Replacing MintyEntry #569872
So Minty had gone. The Clown had helped keep me busy since the Viking Funeral but there was still a hole where my beautiful pet Great White had been. I'd catch myself saying silly things to captive spies about throwing them to the shark; only to look a right idiot as I apologetically had them shot instead.

Every now and then I'd catch The Clown looking almost sympathetically at me from over the top of the newspaper at breakfast.

"Have you thought anymore about getting that nice Mr. Speilberg to give you the stuffed shark from the Universal lot?"

I just rolled my eyes menacingly and tutted loudly as I cracked the top off my boiled egg.

"We could pop it in the Fish Tank in the corner of the lair and rig it up to nibble on the odd Henchman?" she pursued and gave up as I went from 'affronted Acme' into 'sulking Acme'.

"I picked you up a little something from the bayou when I went home last week." The Clown nonchalantly motioned for the nearest Henchman, who winked and scurried out of the room.
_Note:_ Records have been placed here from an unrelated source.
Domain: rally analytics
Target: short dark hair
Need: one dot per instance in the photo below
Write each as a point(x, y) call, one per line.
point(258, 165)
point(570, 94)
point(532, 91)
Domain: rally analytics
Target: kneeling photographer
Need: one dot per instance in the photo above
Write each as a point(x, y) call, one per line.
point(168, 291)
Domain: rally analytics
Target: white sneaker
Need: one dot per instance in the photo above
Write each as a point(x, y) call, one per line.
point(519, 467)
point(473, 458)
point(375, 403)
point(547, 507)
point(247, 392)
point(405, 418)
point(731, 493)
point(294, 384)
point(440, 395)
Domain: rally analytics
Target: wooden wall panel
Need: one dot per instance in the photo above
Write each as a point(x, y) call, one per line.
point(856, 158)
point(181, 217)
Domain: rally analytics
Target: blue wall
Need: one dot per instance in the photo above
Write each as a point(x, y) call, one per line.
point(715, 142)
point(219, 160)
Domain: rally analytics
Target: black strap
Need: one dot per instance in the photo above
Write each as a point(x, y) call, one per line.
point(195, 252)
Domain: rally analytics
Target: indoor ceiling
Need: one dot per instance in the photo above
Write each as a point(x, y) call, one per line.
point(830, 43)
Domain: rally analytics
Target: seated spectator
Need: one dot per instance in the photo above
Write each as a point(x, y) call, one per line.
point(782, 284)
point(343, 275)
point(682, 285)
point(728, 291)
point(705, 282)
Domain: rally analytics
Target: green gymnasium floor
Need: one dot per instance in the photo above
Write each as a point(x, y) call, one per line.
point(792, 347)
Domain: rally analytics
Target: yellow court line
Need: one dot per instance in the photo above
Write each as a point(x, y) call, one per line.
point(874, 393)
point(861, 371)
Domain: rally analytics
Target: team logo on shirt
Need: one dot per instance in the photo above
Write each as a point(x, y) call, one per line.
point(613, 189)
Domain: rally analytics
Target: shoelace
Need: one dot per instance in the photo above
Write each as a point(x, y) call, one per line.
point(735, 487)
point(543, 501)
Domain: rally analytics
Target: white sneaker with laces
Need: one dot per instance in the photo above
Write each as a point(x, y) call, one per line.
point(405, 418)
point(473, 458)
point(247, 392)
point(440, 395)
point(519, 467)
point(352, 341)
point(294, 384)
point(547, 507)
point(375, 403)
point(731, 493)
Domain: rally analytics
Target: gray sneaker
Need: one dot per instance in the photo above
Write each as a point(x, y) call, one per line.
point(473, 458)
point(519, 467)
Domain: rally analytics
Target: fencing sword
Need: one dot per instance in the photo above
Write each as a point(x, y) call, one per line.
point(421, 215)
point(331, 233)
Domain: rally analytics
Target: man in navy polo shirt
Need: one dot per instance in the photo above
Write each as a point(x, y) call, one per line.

"For me?" I mused, just a little curiously. "What is it?"

"Ever heard of 'No Names'?" The Clown lowered her voice. "Out there in them bayous a body can jest disappear an' we alls know it's them thar 'No Names' what done it."

The door opened and a worried looking Henchman clicked in whilst glancing furtively at the taught lead attached to the most beautiful looking 'gator I'd ever seen.

"Oh, my wonderful Clown! He's beautiful. What's his name?"

"Snappy-Happy-Tea-Chest, but that's his show name. Jest call him what ya like!"